Les deux chercheurs soulignent l’importance de se concentrer sur cette question en Norvège.

« Les efforts de prévention que nous déployons sont cruciaux. Nous devons comprendre l’ampleur du problème en Norvège et mettre en œuvre des mesures susceptibles de réduire le développement de résistances. Le recours à la lutte antiparasitaire intégrée joue un rôle important à cet égard, en réduisant les utilisation de fongicides. En outre, il convient de considérer dans quelles situations il est nécessaire d’utiliser des fongicides. « 

« La Norvège excelle à éviter l’utilisation inutile d’antibiotiques, et nous devrions également nous efforcer d’éviter l’utilisation inutile de fongicides. Lorsque la résistance s’établit correctement, elle est très difficile à éradiquer. Par conséquent, nous devons être proactifs », concluent les chercheurs.

Comment les champignons développent-ils une résistance ?

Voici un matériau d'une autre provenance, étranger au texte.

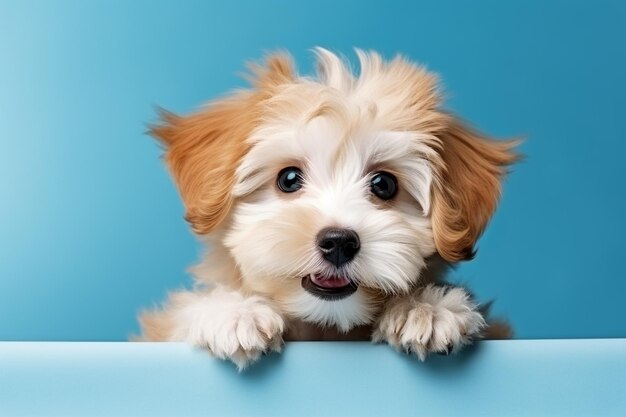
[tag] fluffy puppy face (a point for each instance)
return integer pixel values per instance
(331, 192)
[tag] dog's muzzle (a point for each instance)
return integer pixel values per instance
(329, 288)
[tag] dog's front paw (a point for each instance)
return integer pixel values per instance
(439, 319)
(239, 330)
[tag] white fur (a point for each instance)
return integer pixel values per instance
(344, 314)
(339, 130)
(437, 319)
(228, 324)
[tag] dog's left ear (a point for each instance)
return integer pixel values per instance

Dans toutes les populations fongiques, il existe une certaine variation génétique. Cette variation peut rendre certains « individus » plus tolérants que d’autres à l’exposition aux fongicides. Lorsque la population est exposée à des fongicides, ces « individus » survivront et pourront se reproduire. La résistance aux fongicides est génétique, donc héréditaire. Des mutations aléatoires peuvent également se produire dans l’ADN du champignon, le rendant résistant. De cette manière, l’utilisation prolongée du même type de fongicide sélectionnera des champignons de plus en plus résistants. Plus les champignons se reproduisent rapidement, plus la résistance peut apparaître rapidement.

Différents fongicides ont différentes stratégies pour tuer ou inhiber les champignons. Un « individu » qui a développé une résistance à un type de fongicide n’est pas nécessairement résistant à un fongicide qui agit d’une manière différente. Il est donc important d’éviter l’utilisation unilatérale de fongicides ayant le même mode d’action. De plus, dans la production végétale, il faut recourir à la lutte intégrée contre les ravageurs (IPM) pour réduire le besoin de fongicides (et d’autres pesticides).